A ideia da Sesa (Secretaria de Estado da Saúde) é reunir na mesma sala especialistas em regulação para a tomada de decisões rápidas em prol dos pacientes, já que todas as solicitações ficarão centralizadas.

A expectativa do Consamu é de que a operação da Central já tenha início em novembro. “Dependemos da finalização da obra e também da contratação dos cerca de 30 servidores do concurso. As fases 2 e 3 seriam a incorporação das regulações dos Samus de Foz do Iguaçu e Pato Branco na nova central, mas isso ainda não tem data para acontecer”, afirma Rodrigo.

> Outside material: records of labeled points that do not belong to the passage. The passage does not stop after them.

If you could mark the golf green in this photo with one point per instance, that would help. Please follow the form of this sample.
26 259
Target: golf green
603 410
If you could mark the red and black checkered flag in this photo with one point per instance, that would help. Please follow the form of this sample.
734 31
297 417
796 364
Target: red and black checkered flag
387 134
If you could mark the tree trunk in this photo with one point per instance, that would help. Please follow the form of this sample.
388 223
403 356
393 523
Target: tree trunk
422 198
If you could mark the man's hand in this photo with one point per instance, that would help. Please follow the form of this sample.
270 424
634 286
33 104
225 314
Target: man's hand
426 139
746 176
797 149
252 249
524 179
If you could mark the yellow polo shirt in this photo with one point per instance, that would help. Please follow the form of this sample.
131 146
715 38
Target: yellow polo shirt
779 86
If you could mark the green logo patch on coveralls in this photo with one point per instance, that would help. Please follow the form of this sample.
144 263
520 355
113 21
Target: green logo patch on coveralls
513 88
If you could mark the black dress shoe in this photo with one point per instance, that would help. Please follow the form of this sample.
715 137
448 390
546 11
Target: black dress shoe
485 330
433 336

O sistema utilizado hoje para a regulação também será alterado e o Consamu já deve iniciar a fase de testes a partir do dia 15 de outubro. “Novos softwares estão sendo desenvolvidos, com uma linguagem mais ágil e moderna e com ferramentas novas. O Samu Oeste foi escolhido para estrear o sistema. No dia 15 já vamos começar a utilizar o módulo Samu apara atender as demandas do 192. E depois utilizaremos o módulo Leitos, que vai abranger tudo”, comemora Nicácio.

Leitos

Com o Complexo Macrorregional a ideia é amenizar o grande problema da falta de leitos, especialmente na região oeste, que é uma das que mais sofrem com a situação. Mas isso deve se dar por conta da ampliação de possibilidades para a regulação e não um aumento no número de leitos disponíveis. “Teremos que trabalhar com os leitos disponíveis, ou seja, teremos que melhorar o processo com o que já está contratado, que sabemos que é insuficiente. Com o Complexo vamos poder buscar mais vagas em hospitais com leitos ociosos na macrorregião”, esclarece Rodrigo.

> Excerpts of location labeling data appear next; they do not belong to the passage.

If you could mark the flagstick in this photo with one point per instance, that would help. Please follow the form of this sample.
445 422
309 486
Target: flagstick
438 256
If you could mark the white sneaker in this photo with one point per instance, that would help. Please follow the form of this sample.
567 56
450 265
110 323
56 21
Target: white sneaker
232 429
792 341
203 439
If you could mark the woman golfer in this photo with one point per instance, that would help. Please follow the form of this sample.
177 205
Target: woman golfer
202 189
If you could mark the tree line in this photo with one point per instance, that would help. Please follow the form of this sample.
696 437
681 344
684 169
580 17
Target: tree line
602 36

O diretor técnico do Consamu também ressalta a necessidade da abertura de novas casas hospitalares. “O oeste precisa muito de leitos de retaguarda. Será fundamental nesse processo de regulação a abertura do Hospital Regional de Toledo e a conclusão das obras do HU (Hospital Universitário)”.

 

O que o Complexo Regulador?

O Estado foi dividido em quatro grandes regiões, com cidades referência: Cascavel, Maringá, Londrina e Curitiba. A macrorregião de Cascavel é formada pelas regionais de Pato Branco, Francisco Beltrão, Foz do Iguaçu e Toledo, totalizando 94 municípios. E a partir disso, um comitê gestor deve auxiliar na gestão dessas macrorregiões.

Além de Curitiba, onde um projeto-piloto já está sendo implantado, a região oeste será a primeira a receber a mudança por ser a que mais apresenta dificuldades com a falta de leitos no Estado. A implantação será gradativa e a expectativa é que seja concluída até o fim de 2019.

Os gestores regionais elaboram projetos específicos com base nas necessidades de cada região. O projeto de Cascavel já foi aprovado pela CIB – PR (Comissão Intergestores Bipartite) em Curitiba. A apresentação para avaliação e validação dos prefeitos das cidades que fazem parte da macrorregião também já foi realizada.

Para o Consamu, a tarefa de operacionalizar o Complexo Regulador é um grande desafio. “É um modelo novo de regulação, processos novos, sistema novo, mas mais uma vez o oeste será referência pro Estado do Paraná, assim como o Aeromedico que também começou aqui e expandiu”, complementa Nicácio.